Aurality and the Forms of Life: Empirical Metaphysics and Aesthetic Politics among Afro-Colombian Midwives

Speaker: 

Jairo Moreno

Speaker Series: 

Politics & the Senses
03/28/2018 - 3:30 pm
ENR2 Room 210

In the Colombian Pacific region, Afro–Colombian midwives aurally mediate notions of divine origin and biological grounds for human life during ante–natal care. As embodiments of divinities, fetuses have both the capacity to hear (in a biological sense) and to listen in to the already born, and in the event of death, recently–deceased infants too can listen. Ethnographic, ethnological, and phenomenological analyses serve here to redraw the borders between nature and culture by appealing to ontological distributions other than but in relation to naturalistic conceptions of human aurality in developmental terms. Intensive differences between ante–natal and post–natal bodies are juxtaposed to extensive differences between ante–natal humans (hybrids of humans and divinities) and post–natal humans, and divinities. Aurality emerges as the modality across which these differences are constituted. Midwives’ aesthetic (sense perception) work and thought constitute an empirical metaphysics through which regional conceptions of life–death relationality wager a stake on the political definition of life. 

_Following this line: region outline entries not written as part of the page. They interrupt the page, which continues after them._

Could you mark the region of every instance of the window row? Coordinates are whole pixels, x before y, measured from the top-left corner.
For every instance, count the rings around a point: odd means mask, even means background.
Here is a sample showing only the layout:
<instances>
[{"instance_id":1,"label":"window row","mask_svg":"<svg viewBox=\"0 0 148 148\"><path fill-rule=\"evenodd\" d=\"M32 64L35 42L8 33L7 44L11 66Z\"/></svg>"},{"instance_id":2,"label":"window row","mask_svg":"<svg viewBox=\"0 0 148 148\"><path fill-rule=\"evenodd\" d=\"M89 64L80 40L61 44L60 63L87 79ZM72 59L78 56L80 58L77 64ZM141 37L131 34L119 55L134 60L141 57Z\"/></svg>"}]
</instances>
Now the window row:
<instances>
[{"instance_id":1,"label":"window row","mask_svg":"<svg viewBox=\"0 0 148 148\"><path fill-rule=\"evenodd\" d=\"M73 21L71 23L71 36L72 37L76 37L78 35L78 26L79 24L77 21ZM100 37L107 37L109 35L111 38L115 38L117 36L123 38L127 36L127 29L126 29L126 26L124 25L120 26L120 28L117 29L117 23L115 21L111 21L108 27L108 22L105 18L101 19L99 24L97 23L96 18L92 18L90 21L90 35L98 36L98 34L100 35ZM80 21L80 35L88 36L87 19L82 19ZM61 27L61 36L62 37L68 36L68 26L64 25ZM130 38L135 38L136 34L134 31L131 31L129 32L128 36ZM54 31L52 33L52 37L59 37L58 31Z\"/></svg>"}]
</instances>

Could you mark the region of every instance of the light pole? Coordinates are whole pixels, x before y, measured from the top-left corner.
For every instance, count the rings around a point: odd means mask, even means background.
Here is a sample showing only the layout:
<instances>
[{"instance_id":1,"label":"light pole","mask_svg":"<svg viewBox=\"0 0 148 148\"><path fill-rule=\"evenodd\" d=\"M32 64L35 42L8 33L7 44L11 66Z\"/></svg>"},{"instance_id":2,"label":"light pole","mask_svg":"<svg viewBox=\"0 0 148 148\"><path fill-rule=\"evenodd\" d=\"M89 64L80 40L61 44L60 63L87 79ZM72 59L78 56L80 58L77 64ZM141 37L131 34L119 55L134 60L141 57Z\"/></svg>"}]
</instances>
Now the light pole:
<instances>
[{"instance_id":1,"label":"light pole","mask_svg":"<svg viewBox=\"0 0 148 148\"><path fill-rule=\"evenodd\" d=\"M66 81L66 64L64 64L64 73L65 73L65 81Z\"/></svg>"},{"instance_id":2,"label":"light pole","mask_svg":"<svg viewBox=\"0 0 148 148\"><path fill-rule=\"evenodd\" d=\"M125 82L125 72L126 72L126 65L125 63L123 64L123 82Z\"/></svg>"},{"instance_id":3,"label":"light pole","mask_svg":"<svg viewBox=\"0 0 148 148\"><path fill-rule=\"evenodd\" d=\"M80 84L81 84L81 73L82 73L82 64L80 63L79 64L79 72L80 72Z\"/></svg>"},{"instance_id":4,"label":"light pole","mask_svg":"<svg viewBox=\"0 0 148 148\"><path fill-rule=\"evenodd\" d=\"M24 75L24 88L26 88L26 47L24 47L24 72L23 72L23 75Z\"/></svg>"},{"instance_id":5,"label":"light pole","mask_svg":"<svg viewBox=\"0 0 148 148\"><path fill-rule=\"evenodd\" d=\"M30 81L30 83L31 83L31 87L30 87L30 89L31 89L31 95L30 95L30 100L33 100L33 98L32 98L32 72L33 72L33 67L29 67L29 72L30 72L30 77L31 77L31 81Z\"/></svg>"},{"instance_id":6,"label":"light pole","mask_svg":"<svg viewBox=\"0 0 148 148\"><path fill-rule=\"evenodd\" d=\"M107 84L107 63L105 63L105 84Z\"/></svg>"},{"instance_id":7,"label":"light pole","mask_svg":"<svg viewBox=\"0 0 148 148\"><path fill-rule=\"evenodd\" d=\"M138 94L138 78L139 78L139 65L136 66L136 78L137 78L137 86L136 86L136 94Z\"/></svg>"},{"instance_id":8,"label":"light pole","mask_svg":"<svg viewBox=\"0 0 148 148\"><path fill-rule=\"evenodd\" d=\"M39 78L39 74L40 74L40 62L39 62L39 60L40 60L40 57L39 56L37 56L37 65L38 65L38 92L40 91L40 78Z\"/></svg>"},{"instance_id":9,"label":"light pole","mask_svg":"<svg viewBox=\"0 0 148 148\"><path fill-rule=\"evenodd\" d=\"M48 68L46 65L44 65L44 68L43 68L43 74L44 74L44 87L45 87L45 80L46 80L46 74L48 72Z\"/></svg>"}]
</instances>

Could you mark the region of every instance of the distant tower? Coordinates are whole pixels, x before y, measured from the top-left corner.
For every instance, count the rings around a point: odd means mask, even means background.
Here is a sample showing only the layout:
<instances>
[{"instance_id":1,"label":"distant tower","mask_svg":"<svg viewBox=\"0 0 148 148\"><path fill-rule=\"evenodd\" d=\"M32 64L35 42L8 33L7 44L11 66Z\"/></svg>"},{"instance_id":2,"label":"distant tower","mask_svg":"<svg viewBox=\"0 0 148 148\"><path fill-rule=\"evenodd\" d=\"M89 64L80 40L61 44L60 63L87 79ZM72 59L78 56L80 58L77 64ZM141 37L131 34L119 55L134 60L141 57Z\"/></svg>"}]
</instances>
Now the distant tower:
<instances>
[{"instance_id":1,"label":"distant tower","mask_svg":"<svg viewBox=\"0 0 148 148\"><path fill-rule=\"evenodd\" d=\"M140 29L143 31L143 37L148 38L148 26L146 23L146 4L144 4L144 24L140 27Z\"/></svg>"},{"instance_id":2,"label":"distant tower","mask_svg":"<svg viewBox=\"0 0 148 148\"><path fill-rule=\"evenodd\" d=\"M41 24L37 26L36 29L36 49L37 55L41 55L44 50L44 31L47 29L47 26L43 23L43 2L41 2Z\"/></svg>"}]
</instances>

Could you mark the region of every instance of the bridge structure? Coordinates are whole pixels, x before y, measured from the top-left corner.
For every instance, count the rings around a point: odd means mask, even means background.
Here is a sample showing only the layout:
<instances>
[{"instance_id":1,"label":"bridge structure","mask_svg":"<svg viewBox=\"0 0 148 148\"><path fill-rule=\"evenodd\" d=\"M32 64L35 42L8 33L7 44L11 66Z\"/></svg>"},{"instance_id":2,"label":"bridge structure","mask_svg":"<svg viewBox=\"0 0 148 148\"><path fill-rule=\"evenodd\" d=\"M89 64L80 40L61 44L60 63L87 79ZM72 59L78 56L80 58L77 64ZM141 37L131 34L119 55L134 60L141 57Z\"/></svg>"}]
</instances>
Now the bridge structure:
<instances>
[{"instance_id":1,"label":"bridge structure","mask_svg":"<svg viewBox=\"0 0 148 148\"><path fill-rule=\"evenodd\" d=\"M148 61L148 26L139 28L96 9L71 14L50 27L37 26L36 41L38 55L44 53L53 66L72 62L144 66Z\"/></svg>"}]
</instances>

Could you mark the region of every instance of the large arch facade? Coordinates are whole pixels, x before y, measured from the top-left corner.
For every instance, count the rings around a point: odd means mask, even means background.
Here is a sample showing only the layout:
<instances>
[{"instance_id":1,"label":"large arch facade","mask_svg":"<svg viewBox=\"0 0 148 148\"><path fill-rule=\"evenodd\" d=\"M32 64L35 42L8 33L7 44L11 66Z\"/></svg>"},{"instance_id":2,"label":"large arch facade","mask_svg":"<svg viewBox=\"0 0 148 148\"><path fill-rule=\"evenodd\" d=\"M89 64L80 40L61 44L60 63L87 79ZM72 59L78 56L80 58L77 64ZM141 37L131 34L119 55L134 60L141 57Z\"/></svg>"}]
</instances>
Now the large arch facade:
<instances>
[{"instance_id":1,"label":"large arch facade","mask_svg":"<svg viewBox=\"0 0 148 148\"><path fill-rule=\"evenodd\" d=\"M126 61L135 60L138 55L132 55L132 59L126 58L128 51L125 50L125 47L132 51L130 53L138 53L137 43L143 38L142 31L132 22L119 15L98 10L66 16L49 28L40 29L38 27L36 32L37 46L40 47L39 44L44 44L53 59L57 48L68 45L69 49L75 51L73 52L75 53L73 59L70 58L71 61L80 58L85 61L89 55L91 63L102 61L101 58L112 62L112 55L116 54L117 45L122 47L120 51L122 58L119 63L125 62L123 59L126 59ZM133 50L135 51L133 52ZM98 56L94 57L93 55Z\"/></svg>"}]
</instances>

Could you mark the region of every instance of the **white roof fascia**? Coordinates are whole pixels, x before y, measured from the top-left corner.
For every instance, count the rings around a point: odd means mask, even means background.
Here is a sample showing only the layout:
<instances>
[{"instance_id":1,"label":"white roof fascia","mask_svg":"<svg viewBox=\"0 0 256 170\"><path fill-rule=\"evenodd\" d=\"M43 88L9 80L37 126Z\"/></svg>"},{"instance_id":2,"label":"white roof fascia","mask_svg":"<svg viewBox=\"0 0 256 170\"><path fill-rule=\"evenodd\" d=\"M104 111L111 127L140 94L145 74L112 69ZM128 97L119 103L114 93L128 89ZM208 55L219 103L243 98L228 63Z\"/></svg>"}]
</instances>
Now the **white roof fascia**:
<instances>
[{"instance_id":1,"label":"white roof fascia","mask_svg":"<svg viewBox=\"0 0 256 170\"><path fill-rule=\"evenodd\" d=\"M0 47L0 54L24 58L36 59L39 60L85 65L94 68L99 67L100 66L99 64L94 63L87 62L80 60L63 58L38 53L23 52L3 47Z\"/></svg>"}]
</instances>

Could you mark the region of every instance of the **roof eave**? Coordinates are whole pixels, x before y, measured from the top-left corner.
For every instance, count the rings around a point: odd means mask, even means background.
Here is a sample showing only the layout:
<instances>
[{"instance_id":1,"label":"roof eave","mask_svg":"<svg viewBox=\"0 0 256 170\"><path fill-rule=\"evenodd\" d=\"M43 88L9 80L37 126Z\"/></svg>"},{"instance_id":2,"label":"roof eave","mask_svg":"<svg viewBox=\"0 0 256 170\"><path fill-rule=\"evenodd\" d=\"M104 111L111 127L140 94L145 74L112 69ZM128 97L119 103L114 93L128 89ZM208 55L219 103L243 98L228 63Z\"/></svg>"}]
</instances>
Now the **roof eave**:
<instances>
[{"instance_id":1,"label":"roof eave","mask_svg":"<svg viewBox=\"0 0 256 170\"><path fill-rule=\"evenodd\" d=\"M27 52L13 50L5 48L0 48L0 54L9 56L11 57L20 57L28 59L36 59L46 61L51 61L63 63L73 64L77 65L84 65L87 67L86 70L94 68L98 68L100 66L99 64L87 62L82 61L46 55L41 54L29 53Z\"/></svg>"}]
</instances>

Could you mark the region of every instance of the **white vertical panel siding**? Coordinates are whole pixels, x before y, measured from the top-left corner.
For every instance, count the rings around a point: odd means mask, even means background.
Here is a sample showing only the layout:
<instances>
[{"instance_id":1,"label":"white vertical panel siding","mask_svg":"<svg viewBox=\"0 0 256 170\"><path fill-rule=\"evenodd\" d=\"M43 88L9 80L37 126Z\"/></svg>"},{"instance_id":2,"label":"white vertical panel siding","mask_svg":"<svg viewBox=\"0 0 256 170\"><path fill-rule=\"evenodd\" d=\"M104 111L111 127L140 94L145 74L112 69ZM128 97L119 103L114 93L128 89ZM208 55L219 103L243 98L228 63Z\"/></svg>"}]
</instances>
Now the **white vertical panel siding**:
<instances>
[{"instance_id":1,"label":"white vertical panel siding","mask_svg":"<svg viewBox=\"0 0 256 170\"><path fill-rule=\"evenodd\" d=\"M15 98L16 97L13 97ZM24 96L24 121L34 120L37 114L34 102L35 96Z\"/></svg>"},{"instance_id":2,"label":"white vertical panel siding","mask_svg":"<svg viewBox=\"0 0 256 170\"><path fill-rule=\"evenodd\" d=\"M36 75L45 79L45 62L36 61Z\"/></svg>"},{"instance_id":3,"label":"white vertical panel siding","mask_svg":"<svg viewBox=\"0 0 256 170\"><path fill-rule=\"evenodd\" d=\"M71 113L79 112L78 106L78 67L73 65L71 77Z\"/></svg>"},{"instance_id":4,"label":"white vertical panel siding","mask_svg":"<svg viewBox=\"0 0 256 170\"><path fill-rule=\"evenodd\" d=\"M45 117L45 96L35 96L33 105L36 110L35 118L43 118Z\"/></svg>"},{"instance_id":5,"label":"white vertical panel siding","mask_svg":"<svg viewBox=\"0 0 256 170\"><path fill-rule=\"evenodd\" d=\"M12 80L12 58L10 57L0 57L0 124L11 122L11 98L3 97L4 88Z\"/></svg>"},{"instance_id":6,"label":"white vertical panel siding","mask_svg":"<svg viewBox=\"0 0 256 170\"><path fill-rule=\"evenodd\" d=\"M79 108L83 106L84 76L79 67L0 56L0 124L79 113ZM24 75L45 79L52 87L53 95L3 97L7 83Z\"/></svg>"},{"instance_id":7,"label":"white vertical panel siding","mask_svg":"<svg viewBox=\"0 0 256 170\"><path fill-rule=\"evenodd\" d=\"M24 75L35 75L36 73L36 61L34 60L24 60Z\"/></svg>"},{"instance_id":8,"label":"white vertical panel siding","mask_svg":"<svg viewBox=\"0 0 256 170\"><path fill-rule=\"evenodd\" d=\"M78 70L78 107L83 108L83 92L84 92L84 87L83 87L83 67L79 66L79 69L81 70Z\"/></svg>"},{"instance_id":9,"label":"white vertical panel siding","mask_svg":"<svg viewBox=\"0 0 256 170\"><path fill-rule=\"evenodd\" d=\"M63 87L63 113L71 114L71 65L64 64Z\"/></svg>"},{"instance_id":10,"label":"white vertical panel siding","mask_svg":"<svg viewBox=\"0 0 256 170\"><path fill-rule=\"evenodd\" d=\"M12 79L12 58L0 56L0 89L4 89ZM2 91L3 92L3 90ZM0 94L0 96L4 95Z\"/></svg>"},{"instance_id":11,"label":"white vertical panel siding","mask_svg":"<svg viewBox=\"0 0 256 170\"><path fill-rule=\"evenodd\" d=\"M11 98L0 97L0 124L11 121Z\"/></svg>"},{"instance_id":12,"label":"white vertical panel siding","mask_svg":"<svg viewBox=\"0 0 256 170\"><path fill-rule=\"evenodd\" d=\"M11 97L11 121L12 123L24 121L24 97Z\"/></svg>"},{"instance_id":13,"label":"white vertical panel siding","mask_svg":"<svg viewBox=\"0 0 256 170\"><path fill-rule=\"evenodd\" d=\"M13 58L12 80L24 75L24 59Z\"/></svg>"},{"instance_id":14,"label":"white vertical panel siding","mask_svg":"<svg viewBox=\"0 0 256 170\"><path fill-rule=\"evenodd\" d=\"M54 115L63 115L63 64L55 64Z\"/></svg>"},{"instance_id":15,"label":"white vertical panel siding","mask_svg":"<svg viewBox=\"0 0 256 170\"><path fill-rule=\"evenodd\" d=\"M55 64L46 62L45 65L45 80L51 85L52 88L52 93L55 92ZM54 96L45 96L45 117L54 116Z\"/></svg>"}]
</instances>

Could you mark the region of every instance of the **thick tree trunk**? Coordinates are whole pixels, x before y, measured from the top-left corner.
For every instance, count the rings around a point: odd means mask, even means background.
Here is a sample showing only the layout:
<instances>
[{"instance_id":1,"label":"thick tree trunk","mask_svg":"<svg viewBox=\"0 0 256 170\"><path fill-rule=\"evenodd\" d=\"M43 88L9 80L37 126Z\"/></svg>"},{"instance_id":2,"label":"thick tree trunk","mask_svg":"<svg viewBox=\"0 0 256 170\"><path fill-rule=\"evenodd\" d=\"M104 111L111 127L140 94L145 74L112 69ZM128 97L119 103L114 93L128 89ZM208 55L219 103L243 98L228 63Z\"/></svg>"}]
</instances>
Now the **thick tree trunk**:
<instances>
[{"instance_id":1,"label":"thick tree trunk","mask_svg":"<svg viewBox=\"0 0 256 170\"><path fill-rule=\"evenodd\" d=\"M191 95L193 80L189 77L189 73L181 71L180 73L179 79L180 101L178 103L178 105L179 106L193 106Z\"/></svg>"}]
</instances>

Jairo Moreno is Associate Professor at the University of Pennsylvania, Department of Music. His work in music theory addresses the production of knowledge of music and the sonic in modernity from a historic-speculative perspective. He has written a major study of the history of listening in early modern and modern music theory and analysis, Musical Representations, Subjects, and Objects: The Construction of Musical Thought in Zarlino, Descartes, Rameau, and Weber (Indiana University Press, 2004). He is co-editor of the Oxford University Press series Critical Conjunctures in Music and Sound, and co-editor of Econophonia: Music, Value, and Forms of Life (Boundary 2, 2016).  He also writes at the intersection of aurality, the politics of aesthesis, and Latin-American popular music in the U.S during the long 20th century. His current project is entitled Syncopated Modernities: Musical Latin Americanisms in the U.S., 1978-2008 (forthcoming, U. of Chicago Press) an archival, critical, and ethnographic study of music’s precarious share in political practices during late capitalism. Most recently, he is researching aural practices and “empirical metaphysics” among midwives in the Colombian Pacific region and in Northeast Brazil. Awards include the Society for American Music 2005 Irving Lowens Article Award for Best Article (“Bauzá-Gillespie-Latin Jazz”), Whiting Fellowship in the Humanities (Yale), ACLS Fellowship (2009-2010), and National Humanities Center Fellowship (2012-2013). A former professional musician, he was bassist in five Grammy Award nominated recordings with the late Latin and Jazz percussionist Ray Barretto (Blue Note, EMI-France, Concord, Fania labels—1989-1997), appeared in numerous other recordings, and performed chamber music with guitarist David Starobin and the Ciompi String Quartet.